HCT-15 Xenograft Model
There are over 200,000 cases in the United States of colorectal cancer annually. This disease primarily occurs in people over 60 years of age, which is why colonoscopies (and follow-up biopsies where appropriate) are recommended for cancer screening. Most cases of colon cancer begin as small benign adenomatous polyps in the final part of the digestive tract that mutate and develop into cancer. The HCT15 cell line was isolated from a patient diagnosed with Dukes’ type C colon adenocarcinoma. HCT15 cells have since been used as a colon cancer model in many studies. In 1982, Dexter et al. released a Cancer Research study using the HCT15 xenograft model to characterize the effects of N,N-dimethylformamide (DMF) and N-methyl-formamide (NMF) on colon cancer. Results demonstrated that the compounds caused tumor growth inhibition mediated by the metabolism of DMF to NMF, but this was accompanied by significant hepatic toxicity. Ehrig et al. published an article in the Journal of Translational Medicine (2013) demonstrating tumor growth inhibition upon a single i.v. injection of GLV-1h68, an oncolytic replication- competent vaccinia virus (VACV). The group used HCT15 murine xenografts and also demonstrated an inflammation-mediated immune response as evidenced by an increased in immune-related antigens as well as increased NK cell and macrophage infiltration. These results have positive implications for the potential of virotherapy. Lastly, a 2017 Monoclonal Antibodies in Immunodiagnosis and Immunotherapy (Kaneko et al.) article used the HCT15 colon adenocarcinoma xenograft model to study the effect of a podocalyxin (PODXL) antibody on tumors. PODXL is typically overexpressed and the group produced a chimeric human-mouse antibody PcMab-47 targeting PODXL and treated xenografted mice; the antibody exhibited antitumor activity supporting its potential use for antibody therapy in PODXL over-expressing tumors. The HCT15 cell line is used to create the CDX (Cell Line Derived Xenograft) HCT15 xenograft mouse model. The HCT15 xenograft model has been used to evaluate anticancer therapies for colon cancer including virotherapy, antibody therapy, and the Phellodendron amurense extract nexrutine (NX).
Basic Study Design
- HCT15 cells are maintained in exponential growth phase under aseptic conditions.
- Cells are trypsinized and cell count viability is determined using a trypan blue exclusion assay (98% of cell viability is required). HCT15 cell suspension is adjusted to appropriate density.
- Each mouse is subcutaneously injected into the right flank with 106 cells in 100 µL of a Matrigel- HCT15 cell suspension.

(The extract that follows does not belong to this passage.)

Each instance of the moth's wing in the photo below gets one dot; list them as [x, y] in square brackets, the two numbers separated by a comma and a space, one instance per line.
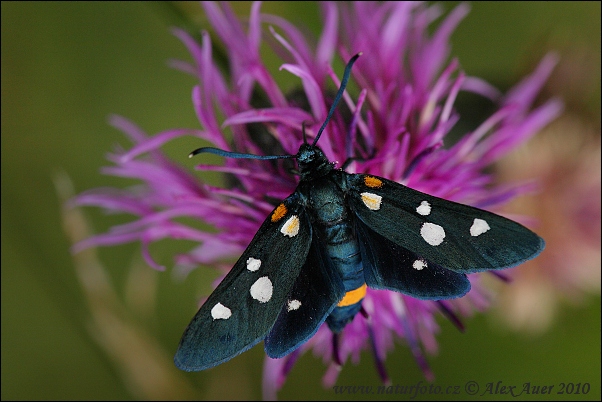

- The injection sites are palpated up to three times weekly until tumors are established to an average size of 50-150 mm3 as measured via digital calipers.
- Animals are randomized into treatment groups. Administration of test compound is performed according to the pre-established treatment schedule.
- Mice weights are measured and recorded 3 times weekly; tumors are measured and recorded daily.
- End of study is reached when tumor size reaches 2,000 mm3 or the predetermined size limit per approved IACUC protocol.
- Final necropsy and tissue collections are performed for appropriate downstream analysis. Tumors are excised, weighed and documented by digital imaging. Tumors and tissues can be stabilized in RNAlater, snap frozen in LN2 or prepared for histology.